The average American citizen is confounded with various and wide discrepancies in coronavirus reporting and regs. The White House and its advisors say one thing one day and another the next. Now granted, data changes. But not to this degree and not with this frequency. The media and Congress are worse, lauding any person or theory that will fit their “Trump screwed up” narrative.
The states and the county health departments aren’t much better. With reports of numerous false positives out of several state testing sites and with states such as South Dakota passing low key virus regs and not showing massive public heath issues, it is no wonder most in the public are tired of the noise and suspicious of official numbers. While, of course, the gullible and the easily led swallow every federal and state reg or Chicken Little forecast, no matter how absurdly apocalyptic. There seems to be neither rhyme nor reason to the process. But there is, and it comes down to the primary thing that matters to the public health bureaucrats, and other bureaucrats, who are running this show. And that is funding.

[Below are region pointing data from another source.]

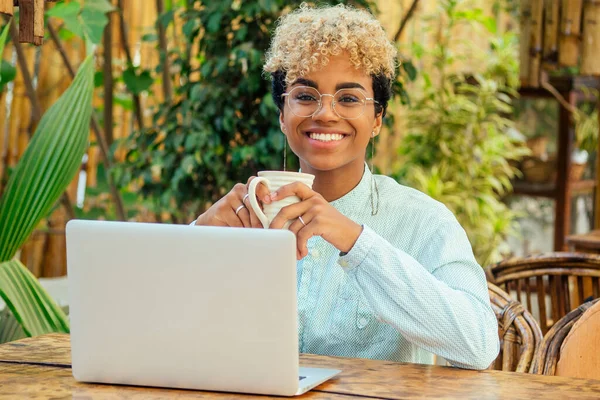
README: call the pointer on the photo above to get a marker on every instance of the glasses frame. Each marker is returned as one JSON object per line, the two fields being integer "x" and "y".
{"x": 333, "y": 102}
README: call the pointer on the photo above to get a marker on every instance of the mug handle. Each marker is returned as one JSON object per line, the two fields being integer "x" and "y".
{"x": 254, "y": 203}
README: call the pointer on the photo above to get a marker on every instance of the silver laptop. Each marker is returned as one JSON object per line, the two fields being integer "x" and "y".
{"x": 189, "y": 307}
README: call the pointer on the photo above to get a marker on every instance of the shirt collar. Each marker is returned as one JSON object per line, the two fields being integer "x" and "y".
{"x": 352, "y": 201}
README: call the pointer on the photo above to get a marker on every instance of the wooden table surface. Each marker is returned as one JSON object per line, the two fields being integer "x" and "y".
{"x": 40, "y": 367}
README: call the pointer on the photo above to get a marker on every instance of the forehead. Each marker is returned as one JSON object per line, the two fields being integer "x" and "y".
{"x": 339, "y": 71}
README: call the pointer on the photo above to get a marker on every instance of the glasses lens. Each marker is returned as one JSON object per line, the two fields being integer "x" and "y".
{"x": 303, "y": 101}
{"x": 350, "y": 103}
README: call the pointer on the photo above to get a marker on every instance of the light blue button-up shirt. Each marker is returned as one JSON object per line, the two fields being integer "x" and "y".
{"x": 408, "y": 288}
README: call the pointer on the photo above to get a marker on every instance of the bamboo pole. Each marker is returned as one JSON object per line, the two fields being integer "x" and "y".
{"x": 162, "y": 44}
{"x": 551, "y": 23}
{"x": 525, "y": 40}
{"x": 590, "y": 52}
{"x": 570, "y": 29}
{"x": 7, "y": 7}
{"x": 38, "y": 22}
{"x": 137, "y": 104}
{"x": 108, "y": 81}
{"x": 535, "y": 46}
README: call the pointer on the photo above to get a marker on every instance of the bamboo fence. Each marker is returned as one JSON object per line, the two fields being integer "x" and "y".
{"x": 45, "y": 253}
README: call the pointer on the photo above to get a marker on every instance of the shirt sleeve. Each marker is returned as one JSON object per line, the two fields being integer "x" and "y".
{"x": 439, "y": 302}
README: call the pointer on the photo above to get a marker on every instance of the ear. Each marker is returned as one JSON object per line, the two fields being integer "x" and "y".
{"x": 377, "y": 123}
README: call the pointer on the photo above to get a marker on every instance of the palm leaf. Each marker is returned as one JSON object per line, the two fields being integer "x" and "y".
{"x": 9, "y": 327}
{"x": 48, "y": 164}
{"x": 28, "y": 301}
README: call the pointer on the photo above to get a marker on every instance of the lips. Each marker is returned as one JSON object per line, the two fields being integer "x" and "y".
{"x": 325, "y": 136}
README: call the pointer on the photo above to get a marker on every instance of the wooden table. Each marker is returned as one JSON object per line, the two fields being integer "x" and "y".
{"x": 40, "y": 368}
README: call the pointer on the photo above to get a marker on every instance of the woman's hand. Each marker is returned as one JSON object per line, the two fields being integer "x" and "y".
{"x": 313, "y": 216}
{"x": 234, "y": 209}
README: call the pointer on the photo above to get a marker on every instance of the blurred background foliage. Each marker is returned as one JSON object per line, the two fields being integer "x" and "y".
{"x": 457, "y": 149}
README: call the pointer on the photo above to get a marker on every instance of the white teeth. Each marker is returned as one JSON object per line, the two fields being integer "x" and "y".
{"x": 326, "y": 137}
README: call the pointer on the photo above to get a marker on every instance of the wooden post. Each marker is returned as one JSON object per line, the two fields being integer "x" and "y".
{"x": 525, "y": 24}
{"x": 6, "y": 7}
{"x": 38, "y": 22}
{"x": 551, "y": 13}
{"x": 570, "y": 29}
{"x": 535, "y": 46}
{"x": 590, "y": 52}
{"x": 27, "y": 14}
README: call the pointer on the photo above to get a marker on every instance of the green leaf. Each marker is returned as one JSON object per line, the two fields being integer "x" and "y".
{"x": 124, "y": 101}
{"x": 87, "y": 21}
{"x": 7, "y": 73}
{"x": 410, "y": 69}
{"x": 98, "y": 78}
{"x": 166, "y": 18}
{"x": 29, "y": 303}
{"x": 49, "y": 163}
{"x": 101, "y": 6}
{"x": 10, "y": 329}
{"x": 3, "y": 36}
{"x": 137, "y": 83}
{"x": 69, "y": 13}
{"x": 94, "y": 19}
{"x": 214, "y": 22}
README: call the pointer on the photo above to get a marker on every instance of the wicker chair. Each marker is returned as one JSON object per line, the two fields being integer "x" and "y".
{"x": 567, "y": 279}
{"x": 545, "y": 360}
{"x": 520, "y": 335}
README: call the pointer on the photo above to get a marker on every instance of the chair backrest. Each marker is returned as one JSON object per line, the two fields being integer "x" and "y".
{"x": 549, "y": 285}
{"x": 520, "y": 335}
{"x": 548, "y": 354}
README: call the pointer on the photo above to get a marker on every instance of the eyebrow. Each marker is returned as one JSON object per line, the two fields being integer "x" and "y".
{"x": 343, "y": 85}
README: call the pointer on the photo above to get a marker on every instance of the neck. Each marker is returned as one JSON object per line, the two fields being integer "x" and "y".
{"x": 335, "y": 183}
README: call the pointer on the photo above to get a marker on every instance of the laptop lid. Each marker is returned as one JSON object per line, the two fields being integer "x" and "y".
{"x": 182, "y": 306}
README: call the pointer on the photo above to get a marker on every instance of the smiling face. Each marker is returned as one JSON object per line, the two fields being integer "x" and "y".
{"x": 325, "y": 142}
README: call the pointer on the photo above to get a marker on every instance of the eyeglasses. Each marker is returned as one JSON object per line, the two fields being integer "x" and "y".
{"x": 306, "y": 101}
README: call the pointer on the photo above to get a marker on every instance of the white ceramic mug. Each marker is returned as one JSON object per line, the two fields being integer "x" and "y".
{"x": 274, "y": 180}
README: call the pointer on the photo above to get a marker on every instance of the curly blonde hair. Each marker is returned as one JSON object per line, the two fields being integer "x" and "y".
{"x": 305, "y": 39}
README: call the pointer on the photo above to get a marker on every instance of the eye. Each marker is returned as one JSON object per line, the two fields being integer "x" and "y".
{"x": 305, "y": 97}
{"x": 348, "y": 98}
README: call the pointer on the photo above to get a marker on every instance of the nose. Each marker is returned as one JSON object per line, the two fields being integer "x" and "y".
{"x": 325, "y": 112}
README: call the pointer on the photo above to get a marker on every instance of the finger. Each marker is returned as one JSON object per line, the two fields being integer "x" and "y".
{"x": 298, "y": 189}
{"x": 261, "y": 191}
{"x": 289, "y": 213}
{"x": 302, "y": 239}
{"x": 244, "y": 216}
{"x": 254, "y": 221}
{"x": 298, "y": 224}
{"x": 231, "y": 219}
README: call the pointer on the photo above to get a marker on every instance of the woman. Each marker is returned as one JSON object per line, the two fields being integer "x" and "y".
{"x": 384, "y": 271}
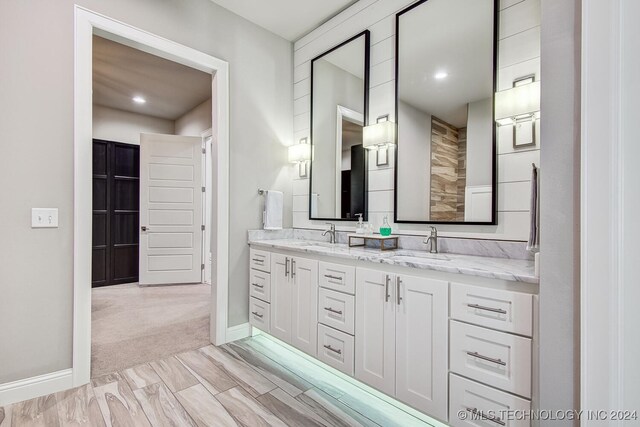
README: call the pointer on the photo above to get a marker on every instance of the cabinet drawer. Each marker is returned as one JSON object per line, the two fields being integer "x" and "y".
{"x": 337, "y": 310}
{"x": 494, "y": 308}
{"x": 260, "y": 285}
{"x": 337, "y": 277}
{"x": 260, "y": 260}
{"x": 335, "y": 348}
{"x": 495, "y": 358}
{"x": 259, "y": 314}
{"x": 482, "y": 405}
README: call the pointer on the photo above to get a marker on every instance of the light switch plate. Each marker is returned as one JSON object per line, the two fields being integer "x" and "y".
{"x": 44, "y": 218}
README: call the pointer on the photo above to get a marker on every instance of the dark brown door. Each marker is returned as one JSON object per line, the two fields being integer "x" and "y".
{"x": 116, "y": 190}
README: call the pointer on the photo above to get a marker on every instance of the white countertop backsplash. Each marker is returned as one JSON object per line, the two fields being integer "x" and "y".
{"x": 485, "y": 262}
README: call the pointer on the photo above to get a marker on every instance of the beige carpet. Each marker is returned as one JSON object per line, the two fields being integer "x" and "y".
{"x": 133, "y": 324}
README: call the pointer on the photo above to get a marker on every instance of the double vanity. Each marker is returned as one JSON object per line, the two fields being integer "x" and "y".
{"x": 442, "y": 333}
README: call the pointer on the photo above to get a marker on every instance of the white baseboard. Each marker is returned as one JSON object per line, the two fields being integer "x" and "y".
{"x": 238, "y": 332}
{"x": 29, "y": 388}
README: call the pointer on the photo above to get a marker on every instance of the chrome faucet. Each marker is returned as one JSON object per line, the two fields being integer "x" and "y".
{"x": 331, "y": 231}
{"x": 432, "y": 240}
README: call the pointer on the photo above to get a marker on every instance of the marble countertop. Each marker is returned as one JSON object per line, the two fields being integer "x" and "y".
{"x": 496, "y": 268}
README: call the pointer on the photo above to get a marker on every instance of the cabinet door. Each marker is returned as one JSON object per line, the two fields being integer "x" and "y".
{"x": 422, "y": 343}
{"x": 304, "y": 333}
{"x": 375, "y": 329}
{"x": 281, "y": 291}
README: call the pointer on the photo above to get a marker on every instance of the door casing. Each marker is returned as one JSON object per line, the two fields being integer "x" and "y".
{"x": 88, "y": 23}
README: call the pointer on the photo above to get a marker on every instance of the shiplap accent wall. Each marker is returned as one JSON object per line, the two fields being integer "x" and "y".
{"x": 518, "y": 55}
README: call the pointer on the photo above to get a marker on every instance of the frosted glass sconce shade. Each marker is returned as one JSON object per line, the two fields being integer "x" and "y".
{"x": 519, "y": 101}
{"x": 379, "y": 135}
{"x": 299, "y": 153}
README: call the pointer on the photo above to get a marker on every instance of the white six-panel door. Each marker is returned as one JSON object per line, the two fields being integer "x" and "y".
{"x": 422, "y": 344}
{"x": 375, "y": 329}
{"x": 304, "y": 333}
{"x": 170, "y": 209}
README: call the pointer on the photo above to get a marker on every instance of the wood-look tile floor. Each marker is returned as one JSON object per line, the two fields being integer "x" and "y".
{"x": 252, "y": 382}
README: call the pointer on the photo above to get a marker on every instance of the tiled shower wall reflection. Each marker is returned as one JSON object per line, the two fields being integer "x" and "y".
{"x": 518, "y": 55}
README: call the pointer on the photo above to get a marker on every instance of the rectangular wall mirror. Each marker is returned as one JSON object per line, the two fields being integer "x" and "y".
{"x": 339, "y": 109}
{"x": 446, "y": 78}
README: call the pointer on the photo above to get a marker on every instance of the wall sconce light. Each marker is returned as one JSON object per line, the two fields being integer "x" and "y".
{"x": 380, "y": 137}
{"x": 519, "y": 107}
{"x": 300, "y": 154}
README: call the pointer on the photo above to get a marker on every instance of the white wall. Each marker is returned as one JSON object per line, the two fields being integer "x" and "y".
{"x": 196, "y": 121}
{"x": 333, "y": 86}
{"x": 415, "y": 179}
{"x": 519, "y": 55}
{"x": 479, "y": 139}
{"x": 560, "y": 214}
{"x": 124, "y": 126}
{"x": 36, "y": 127}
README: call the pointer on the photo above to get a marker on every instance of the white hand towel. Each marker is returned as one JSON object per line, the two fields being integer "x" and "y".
{"x": 533, "y": 245}
{"x": 273, "y": 210}
{"x": 314, "y": 205}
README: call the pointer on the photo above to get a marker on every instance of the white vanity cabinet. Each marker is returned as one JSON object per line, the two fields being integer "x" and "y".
{"x": 491, "y": 354}
{"x": 259, "y": 289}
{"x": 294, "y": 298}
{"x": 439, "y": 342}
{"x": 401, "y": 337}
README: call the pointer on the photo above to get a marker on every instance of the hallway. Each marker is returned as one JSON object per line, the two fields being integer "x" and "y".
{"x": 133, "y": 324}
{"x": 251, "y": 382}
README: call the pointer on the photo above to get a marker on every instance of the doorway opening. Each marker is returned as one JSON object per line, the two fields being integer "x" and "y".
{"x": 149, "y": 220}
{"x": 177, "y": 182}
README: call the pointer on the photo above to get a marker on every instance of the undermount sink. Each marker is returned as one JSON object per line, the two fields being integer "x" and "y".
{"x": 315, "y": 243}
{"x": 417, "y": 256}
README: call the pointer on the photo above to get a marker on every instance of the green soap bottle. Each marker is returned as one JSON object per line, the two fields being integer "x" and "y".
{"x": 385, "y": 229}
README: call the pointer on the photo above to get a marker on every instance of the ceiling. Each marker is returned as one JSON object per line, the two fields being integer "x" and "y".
{"x": 121, "y": 72}
{"x": 454, "y": 37}
{"x": 290, "y": 19}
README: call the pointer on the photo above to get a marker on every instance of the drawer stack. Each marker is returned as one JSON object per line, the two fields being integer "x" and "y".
{"x": 490, "y": 354}
{"x": 260, "y": 289}
{"x": 336, "y": 316}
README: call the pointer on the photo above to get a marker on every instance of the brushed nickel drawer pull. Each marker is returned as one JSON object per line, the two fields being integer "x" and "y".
{"x": 386, "y": 288}
{"x": 487, "y": 417}
{"x": 493, "y": 310}
{"x": 328, "y": 347}
{"x": 488, "y": 359}
{"x": 333, "y": 311}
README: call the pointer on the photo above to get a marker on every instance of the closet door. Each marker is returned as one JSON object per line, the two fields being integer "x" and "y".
{"x": 375, "y": 329}
{"x": 304, "y": 334}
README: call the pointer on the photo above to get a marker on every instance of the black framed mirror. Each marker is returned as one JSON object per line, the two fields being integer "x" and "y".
{"x": 446, "y": 67}
{"x": 339, "y": 111}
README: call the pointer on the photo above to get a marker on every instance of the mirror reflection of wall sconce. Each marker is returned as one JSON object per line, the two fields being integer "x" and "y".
{"x": 520, "y": 107}
{"x": 300, "y": 154}
{"x": 380, "y": 137}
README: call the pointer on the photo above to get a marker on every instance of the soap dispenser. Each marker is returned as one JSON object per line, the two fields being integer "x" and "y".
{"x": 360, "y": 226}
{"x": 385, "y": 229}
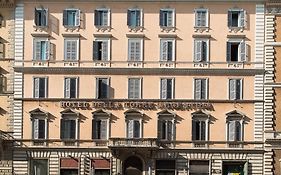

Funding is what everything in government is about. If you think the divide is primarily ideological, think again. Most people in DC use ideology to a convenient end. If AOC or Nancy Pelosi had grown up in a GOP area and saw that party as a means to power they would make Ted Cruz look like a flaming socialist. And what does funding have to do with power? Without it, you can’t do jack. As NASA used to say, “No bucks. No Buck Rogers.”
Now what if the CDC, or the White House, or your state and county health departments admitted that they have no idea what the real numbers are and, if you factor out the coasts, the elderly and those with pre-existing conditions (i.e.- most of America), that both the virus infection and mortality numbers were significantly lower; What do you think would be the reaction?
Well, the White House would lose the reelection campaign and the Trump team would have their hands taken off the federal ATM machine. But the agencies and the departments at every level of government who executed this dog’s breakfast of an operation would be restaffed, if not completely gutted, and they’d lose so much funding in the next fiscal year as to be considered irrelevant.
Sure, they’d survive. But big funding, and thus congressional cachet, is the DC lifeblood. It’s what separates the wonk from the Establishment honcho, the Nats season ticket holder from the Kennedy Center patron, the seat at a bar on U Street from a reserved seat at Charlie Palmer’s. And very few people in DC, or at most levels of government, are going to give up their stone cold lifer perks to fix the data so it makes sense. After all, who is going to hold them accountable?
The press? Uh, no. The public? Frustrated but, as designed, too confused to point fingers towards the proper targets. Thus we will muddle on with no idea how we got here and little idea where we are going. Fun, huh?